Imaginação
PROSA, POESIA, TRADUÇÃO
Dois Poemas
Orelhas
Estão certas todas as canções banais letras convencionais
seus corações como são de praxe; estão certos os poemas
enfáticos inchados de artifícios à luz óbvia da lua
ou de estúpidos crepúsculos; os sonetos mal alinhavados
toscos estão certos bem como as confissões íntimas
não lapidadas reles nem polidas; ouçamos o que dizem
sobre qualquer coisa; dizem não vai dar certo; repetem;
e se o verso é trivial é o mais sagaz quanto mais pueril
mais seguro quanto mais frouxo mais sólido quanto
mais rasteiro mais a toda prova e quanto mais barato
e quanto mais prolixo o alexandrino mais legítimo;
as formas desdentadas vêm do fundo; as odes indigestas
dizem tudo; o verso oco não traz menos que a verdade
nua e ponto. Estão certos os romances de aeroporto;
a quem busca um modelo procure o estúpido; se deseja
uma estrela de primeira grandeza escolha o simplório
é o que digo não busque senão na aberração a sinceridade
e no disparate a franqueza; prêmios literários não passam
de hipocrisia; estiveram desde sempre certos os erros
de tipografia; o contrassenso deve ser o mandamento
de quem precisa disfarçar o mal-estar após mostrá-lo
sem pudor; sim a saudade arde exatamente como
nos roteiros dos filmes mas só as fitas mais chinfrins
e com fins infelizes não mistificam e dizem de antemão
o que seremos: redundância errância perfeição.

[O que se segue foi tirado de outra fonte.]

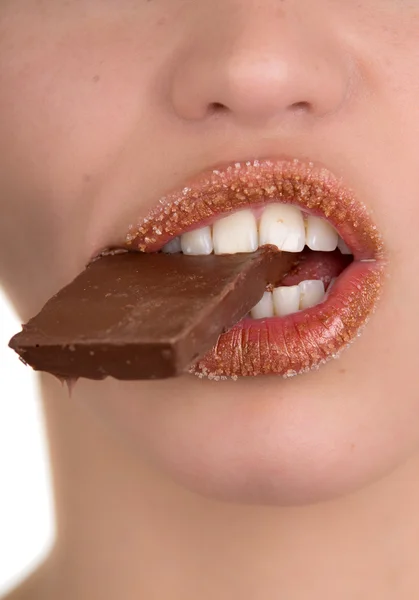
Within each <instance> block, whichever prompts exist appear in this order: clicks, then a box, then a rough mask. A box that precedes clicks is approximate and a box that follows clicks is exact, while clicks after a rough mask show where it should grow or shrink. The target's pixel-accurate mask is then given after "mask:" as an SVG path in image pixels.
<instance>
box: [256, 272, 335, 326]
mask: <svg viewBox="0 0 419 600" xmlns="http://www.w3.org/2000/svg"><path fill="white" fill-rule="evenodd" d="M324 299H325V292H324V284H323V281H319V280H310V281H302V282H301V283H300V284H298V285H291V286H280V287H277V288H275V289H274V291H273V292H272V293H271V292H265V293H264V294H263V297H262V299H261V300H260V302H258V303H257V304H256V306H254V307H253V308H252V310H251V311H250V315H251V317H252V318H253V319H266V318H269V317H273V316H277V317H286V316H287V315H292V314H293V313H296V312H298V311H300V310H304V309H306V308H311V307H312V306H316V305H317V304H320V303H321V302H323V300H324Z"/></svg>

Foi-se a vontade de ir ao Egito
Todos foram unânimes: precisava parar de fumar. Foi o que fez.
Com isso parou também de amar o próximo
como a si mesmo e passou a duvidar
de que um dia tenha amado a si mesmo.
Nunca se viu outra vez com sua mãe
e seu pai na fotografia em que parecia amar
e ser amado muito antes de haver fumado
mas quem sabe pressentisse com a pureza
do sorriso o fumante que seria.
Em parar de fumar seu cabelo perdeu
a graça e suas piadas perderam o brilho.
Perdeu amigos sem sentir pena. Perdeu
esboços de poemas e o pudor de dizer não.

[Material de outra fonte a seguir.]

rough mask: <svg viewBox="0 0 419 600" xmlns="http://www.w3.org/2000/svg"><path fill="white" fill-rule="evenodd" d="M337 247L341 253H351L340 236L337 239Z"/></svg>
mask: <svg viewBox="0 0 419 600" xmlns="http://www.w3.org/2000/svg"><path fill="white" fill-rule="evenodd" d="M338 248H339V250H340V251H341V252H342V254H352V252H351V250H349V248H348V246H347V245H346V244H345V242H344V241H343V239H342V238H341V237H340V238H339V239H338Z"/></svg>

Disse adeus ao prazer físico e místico de olhar
as nuvens pela janela do avião como anéis
de fumaça. Arruinou-se sobretudo certo dom
de estar feliz que não excedia a simplicidade
necessária para que o bem gratuito
não se quebrasse - mas agora as horas
parecem porcelanas raras estilhaçando
num daqueles espetáculos em que o malabarista
equilibra pratos no alto de uma vara
que ele pousa na ponta do queixo ao som de uma música chim, algo assim.
Foi-se a vontade de ir ao Egito.
Perdeu o gosto das aves e da companhia dos cães.
Mas, sobretudo, passou a sonhar insistentemente
com rãs que invadem seus pulmões sua casa.